Kinshasa accueille la 20ème réunion des partenariats pour les forêts du bassin du Congo : Une nouvelle ère pour la gestion durable
La capitale de la République Démocratique du Congo a accueilli le lancement des travaux de la 20ème Réunion des Parties du Partenariat pour les Forêts du Bassin du Congo (RDP20). Cet événement crucial, présidé par la Ministre d’État en charge de l’Environnement et du Développement Durable, Eve BAZAIBA, se tient au Pullman Hôtel de Kinshasa du 3 au 5 juin 2024.
Plus de 500 participants, provenant des pays du Bassin du Congo et de l’Europe, se sont réunis pour discuter des « mécanismes innovants de la préservation et de la gestion durable des ressources forestières » de cette région essentielle pour le climat mondial. Les co-facilitateurs français et gabonais, Dr. Aurélie Flore KOUMBA et Christophe GUILHO, ont souligné les enjeux et perspectives de ce partenariat international.
Par ailleurs, le Dr. Honoré TABUNA, commissaire à l’Environnement, Ressources Naturelles, Agriculture et Développement rural de la CEEAC, et Arcadie MINGUENGUI NDOMBA, Ministre de l’Environnement du Gabon, ont salué cette initiative en RDC. Selon eux, ces discussions devraient aboutir à « des perspectives prometteuses pour une gouvernance forestière bénéfique pour les populations et booster le développement économique ».
Dans ce même cadre, Prosper DODIKO, Ministre Burundais de l’Environnement et Président du Conseil des Ministres de la COMIFAC, a appelé à une « synergie d’actions » entre les pays du Bassin du Congo pour relever les défis de la gestion durable des forêts.
Cependant, la patronne de l’environnement congolais, Eve BAZAIBA, dans son discours d’ouverture, a insisté sur la responsabilité de l’Afrique Centrale dans la lutte contre le changement climatique : « la région d’Afrique Centrale porte la grande responsabilité de sauver l’humanité face aux enjeux du climat ». Elle a également souligné la nécessité de concilier le besoin en oxygène avec celui de pain, en se référant à la survie des populations locales dépendantes des forêts.
Ainsi, elle a mis en avant l’importance des financements innovants pour promouvoir un développement économique décarboné, tenant compte des priorités et besoins locaux face aux nouvelles réalités climatiques. « Le développement voulu par tous ne peut atteindre ses objectifs qu’avec les indicateurs objectivement vérifiables et dans un environnement de paix et de franche collaboration », a-t-elle ajouté.

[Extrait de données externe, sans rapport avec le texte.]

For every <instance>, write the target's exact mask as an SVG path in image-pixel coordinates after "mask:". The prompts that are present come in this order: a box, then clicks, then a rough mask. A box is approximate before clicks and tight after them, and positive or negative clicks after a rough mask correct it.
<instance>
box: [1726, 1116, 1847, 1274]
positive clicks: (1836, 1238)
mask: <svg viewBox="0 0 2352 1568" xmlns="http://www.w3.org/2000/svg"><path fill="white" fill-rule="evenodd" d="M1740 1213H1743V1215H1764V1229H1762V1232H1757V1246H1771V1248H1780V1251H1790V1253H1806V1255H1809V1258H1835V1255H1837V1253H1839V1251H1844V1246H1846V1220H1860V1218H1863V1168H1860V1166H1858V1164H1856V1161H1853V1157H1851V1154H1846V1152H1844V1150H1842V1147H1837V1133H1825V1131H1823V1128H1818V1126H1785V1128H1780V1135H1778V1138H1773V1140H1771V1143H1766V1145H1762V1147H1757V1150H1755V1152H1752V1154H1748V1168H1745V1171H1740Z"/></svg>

En référence aux tensions avec le Rwanda, elle a alerté sur les impacts des conflits sur les ressources naturelles, affirmant que « les intérêts économiques ne devraient pas nuire à la préservation de l’environnement ». Elle a appelé à respecter les conventions internationales pour la protection des écosystèmes.
Ceci dit, la RDP20 se déroule en trois segments, avec des événements parallèles organisés par divers partenaires œuvrant dans la préservation et la gestion des forêts du Bassin du Congo. Eve Bazaiba a exprimé l’espoir que cette réunion permettra de « maîtriser les enjeux et défis relatifs à la gestion des forêts et des ressources en eau du Bassin du Congo ».